E’ finora emersa soltanto la preoccupazione di manifestare solidarietà ai familiari di Stefano Cucchi senza concedere la minima attenzione alla delicatezza della gestione clinica di casi così complessi, in cui le cure devono essere erogate contro la volontà di un paziente detenuto, capace di intendere e di volere.
Non è possibile tacere sulle inopportune ed infamanti valutazioni morali espresse a mezzo stampa dai familiari di Stefano Cucchi nei confronti dei medici, che non appiano in alcun modo giustificabili dalla pur comprensibile manifestazione del proprio dolore.
Il “caso Cucchi” è ancora una volta emblematico dell’acredine con cui l’opinione pubblica accosta il rapporto medico-paziente in Italia, addebitando ai medici tutte le responsabilità di un servizio sanitario pubblico che difetta nei modelli organizzativi generali e nella assegnazione di idonee risorse.

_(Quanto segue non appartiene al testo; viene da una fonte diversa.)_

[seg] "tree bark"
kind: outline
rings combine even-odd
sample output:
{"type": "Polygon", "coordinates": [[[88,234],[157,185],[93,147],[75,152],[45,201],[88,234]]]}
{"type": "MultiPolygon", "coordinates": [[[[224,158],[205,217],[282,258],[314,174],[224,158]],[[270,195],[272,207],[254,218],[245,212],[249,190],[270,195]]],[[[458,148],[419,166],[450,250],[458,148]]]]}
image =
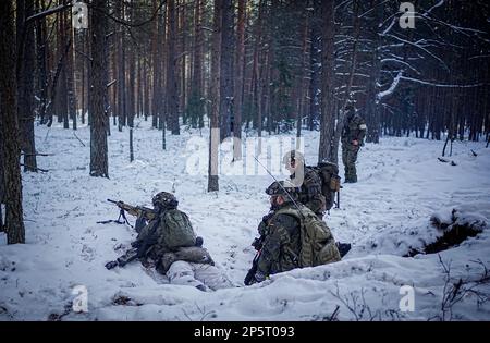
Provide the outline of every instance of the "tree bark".
{"type": "Polygon", "coordinates": [[[175,1],[167,1],[168,11],[168,38],[167,38],[167,118],[169,119],[169,126],[172,135],[180,134],[179,125],[179,96],[177,96],[177,79],[176,57],[175,57],[175,41],[176,41],[176,23],[175,23],[175,1]]]}
{"type": "Polygon", "coordinates": [[[322,21],[322,50],[321,50],[321,123],[320,146],[318,161],[330,160],[333,152],[333,135],[335,125],[334,113],[334,30],[335,30],[335,1],[321,2],[322,21]]]}
{"type": "Polygon", "coordinates": [[[238,0],[238,19],[236,28],[236,59],[234,86],[234,125],[233,125],[233,159],[242,159],[242,111],[243,111],[243,78],[245,61],[245,0],[238,0]]]}
{"type": "Polygon", "coordinates": [[[221,1],[220,139],[230,137],[233,109],[233,1],[221,1]]]}
{"type": "Polygon", "coordinates": [[[94,0],[90,13],[91,61],[88,103],[90,111],[90,176],[109,177],[107,151],[107,0],[94,0]]]}
{"type": "Polygon", "coordinates": [[[0,127],[2,130],[7,243],[25,243],[16,99],[16,51],[12,1],[0,1],[0,127]]]}
{"type": "Polygon", "coordinates": [[[24,171],[37,172],[34,138],[34,25],[25,20],[34,14],[34,0],[17,1],[17,115],[24,171]]]}
{"type": "Polygon", "coordinates": [[[211,51],[211,118],[209,127],[208,192],[219,191],[218,148],[220,142],[220,60],[221,60],[221,1],[215,0],[211,51]]]}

Per questi motivi l’Intersindacale Medica dell’Azienda ASL RMB dichiara lo stato di agitazione e proclama una Assemblea Generale che si terrà presso l’Aula Magna dell’Ospedale Sandro Pertini il giorno 11 giugno alle ore 12.30 per valutare le successive iniziative di lotta da intraprendere.

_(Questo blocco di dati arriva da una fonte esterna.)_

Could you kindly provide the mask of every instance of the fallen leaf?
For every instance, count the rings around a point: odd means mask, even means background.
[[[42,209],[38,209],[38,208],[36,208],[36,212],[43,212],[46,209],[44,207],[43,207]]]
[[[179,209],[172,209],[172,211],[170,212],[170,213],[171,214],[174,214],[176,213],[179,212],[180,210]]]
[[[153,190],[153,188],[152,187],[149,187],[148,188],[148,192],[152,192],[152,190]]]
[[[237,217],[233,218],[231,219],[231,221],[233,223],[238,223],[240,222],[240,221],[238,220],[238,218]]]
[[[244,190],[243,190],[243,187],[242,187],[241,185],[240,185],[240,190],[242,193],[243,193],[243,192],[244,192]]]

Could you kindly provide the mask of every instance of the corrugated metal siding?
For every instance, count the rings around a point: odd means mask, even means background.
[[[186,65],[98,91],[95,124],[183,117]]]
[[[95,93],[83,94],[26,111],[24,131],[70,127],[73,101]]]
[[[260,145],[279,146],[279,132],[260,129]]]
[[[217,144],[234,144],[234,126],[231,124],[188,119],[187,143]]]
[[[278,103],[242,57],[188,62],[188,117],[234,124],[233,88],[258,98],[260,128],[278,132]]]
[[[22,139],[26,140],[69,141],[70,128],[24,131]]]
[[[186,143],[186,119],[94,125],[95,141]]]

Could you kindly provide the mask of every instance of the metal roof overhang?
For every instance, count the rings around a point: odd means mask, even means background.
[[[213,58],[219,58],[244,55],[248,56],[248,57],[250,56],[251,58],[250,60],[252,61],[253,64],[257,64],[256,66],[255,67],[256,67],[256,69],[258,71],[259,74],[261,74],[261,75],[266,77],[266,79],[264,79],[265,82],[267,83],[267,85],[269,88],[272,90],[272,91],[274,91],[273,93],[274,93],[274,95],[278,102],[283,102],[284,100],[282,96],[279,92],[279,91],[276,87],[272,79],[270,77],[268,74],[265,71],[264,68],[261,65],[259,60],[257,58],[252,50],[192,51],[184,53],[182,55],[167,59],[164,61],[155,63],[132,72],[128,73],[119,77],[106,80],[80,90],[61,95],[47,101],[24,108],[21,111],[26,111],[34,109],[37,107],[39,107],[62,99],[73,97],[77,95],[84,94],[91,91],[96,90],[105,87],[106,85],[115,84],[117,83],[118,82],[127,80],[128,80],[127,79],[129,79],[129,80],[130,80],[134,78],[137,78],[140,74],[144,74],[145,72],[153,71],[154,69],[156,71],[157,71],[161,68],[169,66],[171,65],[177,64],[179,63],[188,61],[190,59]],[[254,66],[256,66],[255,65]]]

C’è qualche “Intersindacale” in grado di stabilire perchè a Stefano Cucchi, mentre stava all’ospedale Pertini, è stato negato il diritto di vedere i familiari e un avvocato? So bene che non spettava al personale sanitario concederglielo, ma che cosa hanno fatto medici e infermieri perchè gli venisse concesso da chi aveva l’autorità per farlo, evitando così che il detenuto cominciasse lo sciopero della fame? Esistono i doveri professionali, ma esistono anche e soprattutto i doveri civici. Senza dire che “la delicatezza della gestione clinica di casi così complessi” comporterebbe anche dal punto di vista professionale il dovere di prevenire eventuali scelte autolesionistiche del detenuto-paziente. Mi piacerebbe sapere se alla assemblea della “Interesindacale” si è parlato anche di questo, o se invece ci si è limitati a protestare per i tagli alla sanità pubblica.